HAMMOND — The widow of an ISIS terrorist is scheduled to be tried in early 2020 on charges she conspired to provide material support and aiding and abetting the terrorist organization.
However, the defense lawyer of Samantha “Sally” Elhassani, 32, of Elkhart, cautioned the trial might be more than 18 months in the future given the complexity the defense faces in locating witnesses overseas where she spent nearly a year in Syria.
She appeared Monday before U.S. District Court Magistrate John E. Martin for arraignment on new federal terrorist charges and then before U.S. District Court Judge Philip P. Simon to arrange a timeline for pre-trial preparations.
Elhassani is accused of conspiring with others from fall 2014 through summer 2015 to provide personnel, money, tactical gear and other material support and resources to Islamic State of Iraq and Syria, court records show.
Between March 23, 2015, and April 7, 2015, Elhassani also aided and abetted “Individual A” and “Individual B,” by providing them tactical gear and funds “for their use in fighting for ISIS,” court records state.
Elhassani has a right to be tried within 70 days of her indictment, but she has given her speedy trial right and the judge designated her case as so complex additional time is needed for the government to produce and the defense to digest tens of thousands of pages of evidence and recordings in preparation for trial.
Assistant U.S. Attorney Joshua P. Kolar and defense attorney Thomas A. Durkin jointly asked for additional preparation time.
Kolar said the government's case is based on information classified as secret. He said it would take as long as four months for government agencies to complete background checks of court's staff who may handle the evidence.
Durkin said he will be looking for overseas witnesses in connections with her confinement in an ISIS "prison camp where she was tortured" and a Kurdish camp in Syria. He said it is questionable whether the witnesses can be identified or located although he expects to hire an investigator he has previously used in other terrorist defense cases.
Durkin said he will file a budget with the court containing anticipated defense expenses that will include a second defense attorney, a clerk and possibly others. They and Durkin are being provided to Elhassani at taxpayers' expense.
Durkin also asked the court to request Elhassani receive mental health testing for anxiety and depression that could be a result of post-traumatic stress from her ordeal in Syria.
In April, Elhassani painted herself in an interview with PBS’ “Frontline” as a reluctant wife of an ISIS terrorist who was forced to move with her family to Syria, where her husband became an ISIS sniper in the midst of a long-simmering civil war.
The Islamic State of Iraq and Syria is a militant group that gained control of large parts of Syria and Iraq four years ago. Hundreds of Americans traveled to fight for militants. U.S.-backed forces in the Middle East have expelled the terrorists from most of that territory during months of heavy fighting.

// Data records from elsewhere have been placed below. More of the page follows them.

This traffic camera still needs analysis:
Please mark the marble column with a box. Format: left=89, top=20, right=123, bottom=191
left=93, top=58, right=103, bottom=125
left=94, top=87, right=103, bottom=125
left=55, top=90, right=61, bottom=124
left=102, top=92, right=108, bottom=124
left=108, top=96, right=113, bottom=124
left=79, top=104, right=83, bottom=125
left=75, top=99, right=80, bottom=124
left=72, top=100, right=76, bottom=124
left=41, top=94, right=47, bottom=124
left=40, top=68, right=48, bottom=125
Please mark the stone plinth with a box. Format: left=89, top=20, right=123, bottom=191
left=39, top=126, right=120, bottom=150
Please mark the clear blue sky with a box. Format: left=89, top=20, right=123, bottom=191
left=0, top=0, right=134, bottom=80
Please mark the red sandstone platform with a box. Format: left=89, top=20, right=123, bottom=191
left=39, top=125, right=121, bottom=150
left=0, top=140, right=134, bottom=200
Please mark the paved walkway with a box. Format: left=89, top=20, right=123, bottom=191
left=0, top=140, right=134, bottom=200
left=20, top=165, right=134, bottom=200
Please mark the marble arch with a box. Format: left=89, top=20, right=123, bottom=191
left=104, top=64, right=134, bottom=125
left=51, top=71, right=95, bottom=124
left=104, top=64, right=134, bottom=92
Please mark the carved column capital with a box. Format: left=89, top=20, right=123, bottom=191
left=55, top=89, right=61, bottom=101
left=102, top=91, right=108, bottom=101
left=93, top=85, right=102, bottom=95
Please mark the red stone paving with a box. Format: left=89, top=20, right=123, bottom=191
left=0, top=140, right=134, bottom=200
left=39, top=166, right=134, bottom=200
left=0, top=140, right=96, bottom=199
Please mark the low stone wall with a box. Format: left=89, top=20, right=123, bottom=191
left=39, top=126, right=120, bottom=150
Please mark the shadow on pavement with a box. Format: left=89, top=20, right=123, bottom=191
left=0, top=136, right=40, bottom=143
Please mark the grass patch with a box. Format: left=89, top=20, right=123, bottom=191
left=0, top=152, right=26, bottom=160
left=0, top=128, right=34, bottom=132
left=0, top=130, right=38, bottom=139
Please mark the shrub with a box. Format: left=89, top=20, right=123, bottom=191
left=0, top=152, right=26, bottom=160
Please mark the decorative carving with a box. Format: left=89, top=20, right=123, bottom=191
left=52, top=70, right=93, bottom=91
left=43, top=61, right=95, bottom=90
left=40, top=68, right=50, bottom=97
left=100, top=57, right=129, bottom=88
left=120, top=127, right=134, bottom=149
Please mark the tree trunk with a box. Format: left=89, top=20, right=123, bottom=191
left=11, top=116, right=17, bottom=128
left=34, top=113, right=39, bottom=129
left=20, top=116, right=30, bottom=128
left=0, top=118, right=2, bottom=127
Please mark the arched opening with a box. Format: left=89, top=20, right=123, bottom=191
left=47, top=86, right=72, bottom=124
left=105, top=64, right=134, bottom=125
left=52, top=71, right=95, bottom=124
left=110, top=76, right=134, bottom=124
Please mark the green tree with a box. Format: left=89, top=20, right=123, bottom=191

Her husband died in the fighting and she was detained by U.S.-backed Syrian Democratic Forces after fleeing with her U.S.-citizen children and returned to the United States and arrested by federal agents.
A federal grand jury indicted her in March, the same month Elhassani was transferred from the SDF’s custody to U.S. law enforcement and charged in the Northern District of Indiana.
Elhassani’s children, all minors, were reportedly in the custody of the Indiana Department of Child Services as of July.